I don't know what I think of Mountain Lion yet.

Date: 2012-07-31 04:41 am (UTC)
lauredhel: two cats sleeping nose to tail, making a perfect circle. (Default)
From: [personal profile] lauredhel
This link shows you how to make a bootable/installable system on a thumb drive or SD card:

But you need to do it after downloading and _before_ installing the new system.

I'm mostly OK with Mountain Lion so far. The one thing that's really cheesing me off is that the partly-configurable snooze on iCal alarms is now a completely unconfigurable 15-minute snooze on Calendar/Notification alarms. Which is a massive step backwards, and a big interruption in my workflow. And it was not picked up on in the Ars Technica review, as far as I can tell.
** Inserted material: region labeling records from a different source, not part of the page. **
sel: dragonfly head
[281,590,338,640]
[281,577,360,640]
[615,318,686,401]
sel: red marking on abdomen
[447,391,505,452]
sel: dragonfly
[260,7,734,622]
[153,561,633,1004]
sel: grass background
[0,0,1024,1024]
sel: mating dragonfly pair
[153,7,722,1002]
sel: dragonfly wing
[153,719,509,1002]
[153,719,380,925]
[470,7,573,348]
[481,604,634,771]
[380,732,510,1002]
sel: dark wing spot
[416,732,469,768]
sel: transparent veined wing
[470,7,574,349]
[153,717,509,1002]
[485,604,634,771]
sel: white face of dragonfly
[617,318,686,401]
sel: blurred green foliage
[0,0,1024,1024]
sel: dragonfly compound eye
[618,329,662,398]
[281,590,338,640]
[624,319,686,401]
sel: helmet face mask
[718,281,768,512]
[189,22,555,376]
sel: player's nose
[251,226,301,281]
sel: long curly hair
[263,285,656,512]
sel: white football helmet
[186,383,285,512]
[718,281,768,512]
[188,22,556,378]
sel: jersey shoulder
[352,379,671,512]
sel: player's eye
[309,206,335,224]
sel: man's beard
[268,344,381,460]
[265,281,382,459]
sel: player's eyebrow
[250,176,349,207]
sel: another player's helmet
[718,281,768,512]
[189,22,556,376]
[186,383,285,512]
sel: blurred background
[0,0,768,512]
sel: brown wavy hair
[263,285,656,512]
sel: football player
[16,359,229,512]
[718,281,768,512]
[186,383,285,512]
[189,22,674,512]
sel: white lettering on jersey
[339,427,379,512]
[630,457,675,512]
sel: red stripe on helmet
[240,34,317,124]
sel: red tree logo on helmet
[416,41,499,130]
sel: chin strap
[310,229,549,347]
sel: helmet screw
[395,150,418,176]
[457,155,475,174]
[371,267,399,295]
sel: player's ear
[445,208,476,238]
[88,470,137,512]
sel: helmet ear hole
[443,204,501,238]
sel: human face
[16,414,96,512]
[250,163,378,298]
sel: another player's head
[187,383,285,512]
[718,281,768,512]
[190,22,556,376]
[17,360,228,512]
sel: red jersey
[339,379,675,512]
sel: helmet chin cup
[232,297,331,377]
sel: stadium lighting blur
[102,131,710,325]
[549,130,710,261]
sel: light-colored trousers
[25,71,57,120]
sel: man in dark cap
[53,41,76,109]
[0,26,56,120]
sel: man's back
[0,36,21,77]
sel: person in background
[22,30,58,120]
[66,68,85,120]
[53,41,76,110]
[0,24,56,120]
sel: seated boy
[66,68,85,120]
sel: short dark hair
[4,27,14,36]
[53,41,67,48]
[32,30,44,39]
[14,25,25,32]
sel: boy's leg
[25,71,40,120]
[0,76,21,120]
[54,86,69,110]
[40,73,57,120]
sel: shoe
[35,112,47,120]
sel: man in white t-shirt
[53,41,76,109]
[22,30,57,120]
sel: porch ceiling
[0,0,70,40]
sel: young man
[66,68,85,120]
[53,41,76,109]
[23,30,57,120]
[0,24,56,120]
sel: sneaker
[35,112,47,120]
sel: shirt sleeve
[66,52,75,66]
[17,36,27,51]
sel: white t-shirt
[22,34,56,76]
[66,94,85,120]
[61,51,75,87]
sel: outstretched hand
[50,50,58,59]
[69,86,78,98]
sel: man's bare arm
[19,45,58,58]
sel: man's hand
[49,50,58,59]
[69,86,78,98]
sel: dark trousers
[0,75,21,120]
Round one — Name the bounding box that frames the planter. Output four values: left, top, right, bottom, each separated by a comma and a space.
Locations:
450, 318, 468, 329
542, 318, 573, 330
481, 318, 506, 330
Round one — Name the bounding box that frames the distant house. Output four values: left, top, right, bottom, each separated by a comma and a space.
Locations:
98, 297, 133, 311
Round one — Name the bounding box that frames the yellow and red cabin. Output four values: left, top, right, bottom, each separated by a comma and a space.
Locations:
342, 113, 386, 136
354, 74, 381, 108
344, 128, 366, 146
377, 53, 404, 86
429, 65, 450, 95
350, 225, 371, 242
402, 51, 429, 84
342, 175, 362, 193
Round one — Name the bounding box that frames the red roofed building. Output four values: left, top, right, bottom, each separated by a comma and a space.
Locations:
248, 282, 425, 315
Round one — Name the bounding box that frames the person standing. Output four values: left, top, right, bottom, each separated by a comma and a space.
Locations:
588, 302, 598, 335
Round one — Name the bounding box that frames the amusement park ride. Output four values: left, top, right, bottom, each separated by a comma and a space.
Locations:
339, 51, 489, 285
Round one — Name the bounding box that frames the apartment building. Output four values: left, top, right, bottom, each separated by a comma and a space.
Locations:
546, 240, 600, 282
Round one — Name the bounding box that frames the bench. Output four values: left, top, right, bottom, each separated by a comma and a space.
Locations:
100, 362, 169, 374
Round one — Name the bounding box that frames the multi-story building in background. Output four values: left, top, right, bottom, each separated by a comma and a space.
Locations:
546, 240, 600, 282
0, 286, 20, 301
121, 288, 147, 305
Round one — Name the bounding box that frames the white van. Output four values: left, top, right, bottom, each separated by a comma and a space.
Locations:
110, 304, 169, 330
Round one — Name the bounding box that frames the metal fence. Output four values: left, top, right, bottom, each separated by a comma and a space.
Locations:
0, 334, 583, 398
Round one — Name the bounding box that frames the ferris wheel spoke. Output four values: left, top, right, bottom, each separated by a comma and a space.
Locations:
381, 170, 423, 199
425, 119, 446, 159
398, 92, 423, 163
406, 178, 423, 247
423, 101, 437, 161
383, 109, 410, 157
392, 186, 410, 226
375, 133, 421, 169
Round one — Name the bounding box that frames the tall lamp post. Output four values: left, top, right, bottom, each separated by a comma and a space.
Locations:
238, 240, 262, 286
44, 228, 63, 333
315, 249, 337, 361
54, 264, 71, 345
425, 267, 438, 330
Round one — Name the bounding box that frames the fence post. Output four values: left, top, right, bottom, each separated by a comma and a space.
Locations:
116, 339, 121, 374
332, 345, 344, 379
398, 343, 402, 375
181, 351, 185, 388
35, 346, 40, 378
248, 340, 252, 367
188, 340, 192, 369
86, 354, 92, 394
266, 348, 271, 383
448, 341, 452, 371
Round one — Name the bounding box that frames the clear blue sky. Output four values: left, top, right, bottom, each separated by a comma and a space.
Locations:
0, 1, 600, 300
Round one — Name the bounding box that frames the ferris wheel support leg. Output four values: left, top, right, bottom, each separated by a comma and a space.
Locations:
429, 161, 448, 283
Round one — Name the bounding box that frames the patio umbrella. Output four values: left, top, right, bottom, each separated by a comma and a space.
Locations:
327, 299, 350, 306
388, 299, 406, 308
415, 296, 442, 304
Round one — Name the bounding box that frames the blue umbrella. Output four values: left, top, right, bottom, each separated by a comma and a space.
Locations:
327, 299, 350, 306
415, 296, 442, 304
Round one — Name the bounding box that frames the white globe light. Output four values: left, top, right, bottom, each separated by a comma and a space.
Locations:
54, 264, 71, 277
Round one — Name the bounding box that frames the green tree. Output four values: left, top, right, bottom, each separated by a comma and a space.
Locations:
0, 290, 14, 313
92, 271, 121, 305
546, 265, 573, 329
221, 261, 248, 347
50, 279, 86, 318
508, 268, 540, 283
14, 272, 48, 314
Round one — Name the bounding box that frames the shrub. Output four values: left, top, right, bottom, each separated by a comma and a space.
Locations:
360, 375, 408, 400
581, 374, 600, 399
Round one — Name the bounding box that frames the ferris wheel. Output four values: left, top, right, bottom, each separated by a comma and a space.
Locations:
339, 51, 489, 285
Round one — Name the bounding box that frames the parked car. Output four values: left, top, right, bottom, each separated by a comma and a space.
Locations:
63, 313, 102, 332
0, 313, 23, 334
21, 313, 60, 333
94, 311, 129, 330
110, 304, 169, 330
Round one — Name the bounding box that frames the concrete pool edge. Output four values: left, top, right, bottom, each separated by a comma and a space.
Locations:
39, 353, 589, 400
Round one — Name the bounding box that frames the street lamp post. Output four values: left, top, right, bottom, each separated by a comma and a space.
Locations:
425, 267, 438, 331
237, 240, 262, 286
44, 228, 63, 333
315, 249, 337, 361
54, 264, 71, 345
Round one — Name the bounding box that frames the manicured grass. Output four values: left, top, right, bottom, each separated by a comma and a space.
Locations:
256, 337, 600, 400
Date: 2012-07-31 04:52 am (UTC)
holyschist: Image of a medieval crocodile from Herodotus, eating a person, with the caption "om nom nom" (Default)
From: [personal profile] holyschist
Whoops, too late. So...what IS Apple expecting people to do? Never have to reinstall?

Date: 2012-07-31 05:27 am (UTC)
kareila: (Default)
From: [personal profile] kareila
Well, I think in every circumstance /except/ replacing the hard drive, you can reinstall from the recovery partition. That became a thing at the same time that they moved to downloadable installers.

Apple probably did the math there and decided that the few power users who would want or need to upgrade or replace their own hard drives (as opposed to having a Mac Genius do it for them) were not worth the added expense of producing and distributing physical install media, especially since most or all of their current laptops and even the latest Mac Mini machines don't have CD drives anyway. Plus by distributing the installer through the Mac App Store, they ensure that more people will pay for the upgrade instead of borrowing the installer from a friend. It makes good business sense for them.

But yeah, I would definitely make a backup of the installer, especially now that I know they're pulling earlier versions when the newer versions come out.